Targeting Tissue Factor to Tumor Vessels. Experimental Results and First-in-Man Experience.

Abstract 469

Activation of blood coagulation in tumor vessels with subsequent tumor infarction is an experimental strategy in cancer therapy. We have fused different targeting peptides, including GRGDSP (RGD), GNGRAHA (NGR) and 5 cyclic derivates to the C-terminus of truncated tissue factor (tTF) to preferentially target tumor vessel endothelial cell integrins such as αvβ3 or aminopeptidase (CD13). tTF fusion proteins were expressed in E. coli, purified and refolded. Molecular integrity of the fusion proteins was evaluated by SDS-PAGE, immunoblotting and mass spectrometry. Subsequently, the tTF-fusion proteins were tested for biological activity with the following results: They retained the thrombogenic activity of tTF as measured by factor × activation in vitro. When tested with their respective target molecules either in a purified preparation or present on growing endothelial cells, there was specific binding.
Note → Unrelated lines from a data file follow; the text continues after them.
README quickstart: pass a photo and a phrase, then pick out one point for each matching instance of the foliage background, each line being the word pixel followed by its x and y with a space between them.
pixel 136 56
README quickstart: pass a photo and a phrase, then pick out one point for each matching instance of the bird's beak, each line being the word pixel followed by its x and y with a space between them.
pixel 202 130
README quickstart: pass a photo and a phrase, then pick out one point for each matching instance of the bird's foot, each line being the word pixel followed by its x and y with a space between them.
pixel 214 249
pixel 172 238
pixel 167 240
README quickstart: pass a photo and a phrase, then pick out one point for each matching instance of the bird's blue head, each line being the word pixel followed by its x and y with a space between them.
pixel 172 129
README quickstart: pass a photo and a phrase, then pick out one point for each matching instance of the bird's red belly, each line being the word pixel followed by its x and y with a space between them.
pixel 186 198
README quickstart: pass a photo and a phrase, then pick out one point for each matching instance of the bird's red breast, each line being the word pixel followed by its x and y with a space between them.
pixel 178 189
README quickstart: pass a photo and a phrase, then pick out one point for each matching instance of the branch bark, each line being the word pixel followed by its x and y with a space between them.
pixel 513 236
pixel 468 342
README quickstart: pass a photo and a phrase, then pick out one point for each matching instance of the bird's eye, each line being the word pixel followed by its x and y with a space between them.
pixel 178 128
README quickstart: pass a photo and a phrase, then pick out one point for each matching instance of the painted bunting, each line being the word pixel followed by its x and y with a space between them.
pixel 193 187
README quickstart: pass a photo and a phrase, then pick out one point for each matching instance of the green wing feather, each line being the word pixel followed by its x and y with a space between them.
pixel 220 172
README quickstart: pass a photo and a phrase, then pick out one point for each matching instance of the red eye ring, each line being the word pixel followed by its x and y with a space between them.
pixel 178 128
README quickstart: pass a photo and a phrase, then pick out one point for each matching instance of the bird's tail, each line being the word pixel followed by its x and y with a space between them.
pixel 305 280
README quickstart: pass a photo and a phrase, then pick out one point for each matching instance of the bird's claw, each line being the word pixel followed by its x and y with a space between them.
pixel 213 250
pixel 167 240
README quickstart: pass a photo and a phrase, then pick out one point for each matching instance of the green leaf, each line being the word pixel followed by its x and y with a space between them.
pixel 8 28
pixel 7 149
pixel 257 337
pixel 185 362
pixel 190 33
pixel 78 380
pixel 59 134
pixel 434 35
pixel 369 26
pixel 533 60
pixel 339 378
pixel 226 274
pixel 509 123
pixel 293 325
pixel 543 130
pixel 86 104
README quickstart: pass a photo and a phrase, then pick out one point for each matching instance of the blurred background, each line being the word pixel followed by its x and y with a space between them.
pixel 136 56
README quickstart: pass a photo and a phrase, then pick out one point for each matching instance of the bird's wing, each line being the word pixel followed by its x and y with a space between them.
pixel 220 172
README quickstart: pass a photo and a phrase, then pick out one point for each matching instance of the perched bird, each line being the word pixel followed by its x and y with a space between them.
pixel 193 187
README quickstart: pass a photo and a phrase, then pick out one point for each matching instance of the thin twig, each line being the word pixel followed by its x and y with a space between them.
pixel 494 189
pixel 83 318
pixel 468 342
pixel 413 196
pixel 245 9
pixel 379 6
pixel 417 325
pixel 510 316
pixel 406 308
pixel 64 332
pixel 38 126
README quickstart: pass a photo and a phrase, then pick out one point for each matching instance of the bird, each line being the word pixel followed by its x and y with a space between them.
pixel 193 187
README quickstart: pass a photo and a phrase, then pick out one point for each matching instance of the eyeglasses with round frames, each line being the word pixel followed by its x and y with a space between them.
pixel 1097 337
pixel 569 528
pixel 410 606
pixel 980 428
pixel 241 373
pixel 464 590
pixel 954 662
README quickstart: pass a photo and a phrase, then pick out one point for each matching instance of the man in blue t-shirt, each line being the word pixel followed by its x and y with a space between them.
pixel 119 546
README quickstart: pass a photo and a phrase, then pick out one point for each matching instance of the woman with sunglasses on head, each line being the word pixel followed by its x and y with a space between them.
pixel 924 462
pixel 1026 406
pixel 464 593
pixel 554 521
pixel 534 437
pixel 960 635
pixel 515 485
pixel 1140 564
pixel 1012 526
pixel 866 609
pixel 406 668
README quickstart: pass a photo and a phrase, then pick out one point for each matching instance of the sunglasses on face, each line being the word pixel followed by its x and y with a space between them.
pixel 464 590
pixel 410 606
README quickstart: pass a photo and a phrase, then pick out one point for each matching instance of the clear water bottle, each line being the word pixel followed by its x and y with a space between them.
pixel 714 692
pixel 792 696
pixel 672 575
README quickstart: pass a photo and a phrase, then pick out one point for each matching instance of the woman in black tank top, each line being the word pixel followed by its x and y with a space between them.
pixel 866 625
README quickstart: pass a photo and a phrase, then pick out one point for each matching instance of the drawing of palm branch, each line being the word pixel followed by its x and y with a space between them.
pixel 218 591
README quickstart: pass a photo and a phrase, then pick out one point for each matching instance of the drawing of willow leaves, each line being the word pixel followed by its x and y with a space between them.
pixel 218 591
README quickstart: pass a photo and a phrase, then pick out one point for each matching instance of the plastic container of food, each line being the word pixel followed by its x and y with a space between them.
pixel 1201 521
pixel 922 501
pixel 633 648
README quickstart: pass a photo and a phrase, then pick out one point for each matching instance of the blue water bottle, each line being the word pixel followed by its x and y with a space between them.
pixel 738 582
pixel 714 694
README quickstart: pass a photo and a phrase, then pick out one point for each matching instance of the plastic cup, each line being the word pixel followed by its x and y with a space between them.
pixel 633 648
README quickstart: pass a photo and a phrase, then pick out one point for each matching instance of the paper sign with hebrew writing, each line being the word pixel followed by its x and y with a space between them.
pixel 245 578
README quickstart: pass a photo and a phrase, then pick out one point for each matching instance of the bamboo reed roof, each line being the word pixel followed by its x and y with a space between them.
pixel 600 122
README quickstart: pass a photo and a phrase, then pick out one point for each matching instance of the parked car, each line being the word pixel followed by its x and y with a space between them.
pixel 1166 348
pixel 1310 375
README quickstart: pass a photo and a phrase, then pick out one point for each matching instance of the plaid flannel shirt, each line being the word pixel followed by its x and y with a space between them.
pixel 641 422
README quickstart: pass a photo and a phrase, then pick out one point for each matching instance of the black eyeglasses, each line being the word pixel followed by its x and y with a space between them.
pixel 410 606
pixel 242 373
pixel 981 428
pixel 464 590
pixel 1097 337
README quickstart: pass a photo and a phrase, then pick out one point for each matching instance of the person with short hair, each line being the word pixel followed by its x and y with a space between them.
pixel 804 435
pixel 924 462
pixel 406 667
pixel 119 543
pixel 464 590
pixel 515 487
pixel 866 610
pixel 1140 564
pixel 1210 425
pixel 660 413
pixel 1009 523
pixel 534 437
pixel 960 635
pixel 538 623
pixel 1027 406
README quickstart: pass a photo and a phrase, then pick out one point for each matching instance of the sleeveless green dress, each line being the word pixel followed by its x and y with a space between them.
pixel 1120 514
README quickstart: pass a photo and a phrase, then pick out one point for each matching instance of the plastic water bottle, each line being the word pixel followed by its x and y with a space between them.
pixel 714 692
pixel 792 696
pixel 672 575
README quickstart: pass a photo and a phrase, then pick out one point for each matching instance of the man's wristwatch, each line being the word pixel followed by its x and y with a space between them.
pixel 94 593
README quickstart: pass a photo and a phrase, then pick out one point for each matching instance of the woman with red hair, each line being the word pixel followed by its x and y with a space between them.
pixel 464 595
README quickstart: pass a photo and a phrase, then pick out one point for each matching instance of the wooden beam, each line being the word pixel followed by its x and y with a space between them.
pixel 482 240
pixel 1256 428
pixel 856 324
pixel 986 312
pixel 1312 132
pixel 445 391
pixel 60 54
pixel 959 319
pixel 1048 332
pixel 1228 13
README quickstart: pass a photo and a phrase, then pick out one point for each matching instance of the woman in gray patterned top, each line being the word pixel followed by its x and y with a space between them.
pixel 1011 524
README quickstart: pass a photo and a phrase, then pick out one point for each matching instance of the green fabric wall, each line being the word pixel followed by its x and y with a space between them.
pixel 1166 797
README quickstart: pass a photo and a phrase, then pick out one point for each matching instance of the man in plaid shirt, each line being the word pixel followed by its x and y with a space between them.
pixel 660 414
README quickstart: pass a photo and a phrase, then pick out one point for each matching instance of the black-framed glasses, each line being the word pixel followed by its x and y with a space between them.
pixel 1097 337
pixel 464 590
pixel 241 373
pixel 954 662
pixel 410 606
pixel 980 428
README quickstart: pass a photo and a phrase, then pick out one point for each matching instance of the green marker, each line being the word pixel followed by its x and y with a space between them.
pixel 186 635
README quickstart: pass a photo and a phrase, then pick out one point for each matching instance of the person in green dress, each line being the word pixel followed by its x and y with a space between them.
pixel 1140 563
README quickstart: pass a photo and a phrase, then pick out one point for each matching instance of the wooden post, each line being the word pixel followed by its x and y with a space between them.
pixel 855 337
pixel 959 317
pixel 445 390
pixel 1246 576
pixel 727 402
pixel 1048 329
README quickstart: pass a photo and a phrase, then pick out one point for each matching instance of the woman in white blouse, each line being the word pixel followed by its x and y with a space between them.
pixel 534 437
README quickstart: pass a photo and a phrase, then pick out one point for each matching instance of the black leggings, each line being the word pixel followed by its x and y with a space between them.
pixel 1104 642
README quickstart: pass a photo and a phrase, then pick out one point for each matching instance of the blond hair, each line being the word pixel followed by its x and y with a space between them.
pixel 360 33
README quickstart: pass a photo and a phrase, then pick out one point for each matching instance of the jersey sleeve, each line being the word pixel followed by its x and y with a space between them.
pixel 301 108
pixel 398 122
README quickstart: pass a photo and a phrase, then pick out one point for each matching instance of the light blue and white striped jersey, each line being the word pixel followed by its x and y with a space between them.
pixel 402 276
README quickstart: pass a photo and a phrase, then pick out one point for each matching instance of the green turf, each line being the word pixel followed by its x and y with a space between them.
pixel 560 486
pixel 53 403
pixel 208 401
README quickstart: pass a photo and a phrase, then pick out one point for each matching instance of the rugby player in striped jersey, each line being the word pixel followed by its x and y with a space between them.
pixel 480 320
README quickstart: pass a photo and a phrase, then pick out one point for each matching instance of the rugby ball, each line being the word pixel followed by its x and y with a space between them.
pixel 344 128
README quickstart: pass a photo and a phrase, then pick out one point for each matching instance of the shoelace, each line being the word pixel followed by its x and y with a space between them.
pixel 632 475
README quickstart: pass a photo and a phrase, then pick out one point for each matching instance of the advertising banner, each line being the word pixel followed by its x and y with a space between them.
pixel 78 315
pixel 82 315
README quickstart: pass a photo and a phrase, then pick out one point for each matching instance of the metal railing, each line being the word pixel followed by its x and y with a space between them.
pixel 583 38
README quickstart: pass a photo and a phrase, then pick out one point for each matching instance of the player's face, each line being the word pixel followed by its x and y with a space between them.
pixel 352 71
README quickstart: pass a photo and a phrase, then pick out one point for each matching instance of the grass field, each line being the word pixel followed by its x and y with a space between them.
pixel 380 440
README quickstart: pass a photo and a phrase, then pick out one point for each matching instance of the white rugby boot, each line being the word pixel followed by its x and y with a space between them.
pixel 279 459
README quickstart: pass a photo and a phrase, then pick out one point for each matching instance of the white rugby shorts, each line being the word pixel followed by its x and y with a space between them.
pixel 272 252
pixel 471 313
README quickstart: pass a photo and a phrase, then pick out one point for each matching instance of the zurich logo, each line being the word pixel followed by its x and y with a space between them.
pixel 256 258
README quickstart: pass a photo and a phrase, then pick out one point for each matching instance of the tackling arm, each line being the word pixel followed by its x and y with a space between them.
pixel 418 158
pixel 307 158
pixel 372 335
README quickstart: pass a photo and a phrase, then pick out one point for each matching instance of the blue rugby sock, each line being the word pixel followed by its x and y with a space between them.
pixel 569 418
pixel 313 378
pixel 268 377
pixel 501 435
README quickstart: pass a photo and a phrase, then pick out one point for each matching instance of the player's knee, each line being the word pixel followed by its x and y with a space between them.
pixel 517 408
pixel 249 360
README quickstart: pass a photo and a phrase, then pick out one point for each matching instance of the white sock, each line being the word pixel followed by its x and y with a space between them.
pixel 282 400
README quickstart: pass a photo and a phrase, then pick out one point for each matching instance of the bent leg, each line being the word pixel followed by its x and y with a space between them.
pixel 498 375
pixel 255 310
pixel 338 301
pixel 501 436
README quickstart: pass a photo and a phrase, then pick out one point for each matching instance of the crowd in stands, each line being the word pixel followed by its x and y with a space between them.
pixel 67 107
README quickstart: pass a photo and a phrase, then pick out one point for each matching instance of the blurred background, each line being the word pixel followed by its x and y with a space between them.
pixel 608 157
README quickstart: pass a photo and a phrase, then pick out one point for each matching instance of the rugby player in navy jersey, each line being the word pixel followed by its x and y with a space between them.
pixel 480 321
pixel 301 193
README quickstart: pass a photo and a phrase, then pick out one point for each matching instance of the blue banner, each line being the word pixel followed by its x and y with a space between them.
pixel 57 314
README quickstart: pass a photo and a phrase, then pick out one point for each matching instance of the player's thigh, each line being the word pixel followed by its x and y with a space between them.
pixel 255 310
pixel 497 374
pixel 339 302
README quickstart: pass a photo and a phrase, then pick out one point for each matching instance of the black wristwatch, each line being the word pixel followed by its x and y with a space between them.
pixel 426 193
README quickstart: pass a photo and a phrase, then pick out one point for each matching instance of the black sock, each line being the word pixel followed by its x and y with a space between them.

In vivo studies with human tumor xenograft models in nude mice showed either significant inhibition of tumor growth or regression of established tumors of different histologies (e.g. lung, breast, melanoma, sarcoma) by systemic application of the tTF-fusion proteins in contrast to controls including non-targeted tTF. Histology of the tumors treated with tTF fusion proteins revealed thrombotic occlusion of vasculature and blood pooling. Contrast-enhanced magnetic resonance imaging (MRI) of the tumors in vivo before and shortly after application of tTF-RGD and tTF-NGR showed a significant reduction of tumor perfusion. Degree of reduction correlated with in vivo tumor response. Toxicity studies showed acceptable therapeutic range and at therapeutic dosage there was no thrombo-embolic event in histology of normal organs, such as lung, heart, liver, and kidney. After upscaling production to amounts sufficient for clinical use, we have treated the first cancer patients with tTF-NGR. MRI studies even at the lowest dose (1 mg/kg i.v.) given showed reduction of tumor perfusion with no side effects. Targeted infarction of tumor vasculature with tTF fusion proteins may be promising as cancer therapy and should be further studied.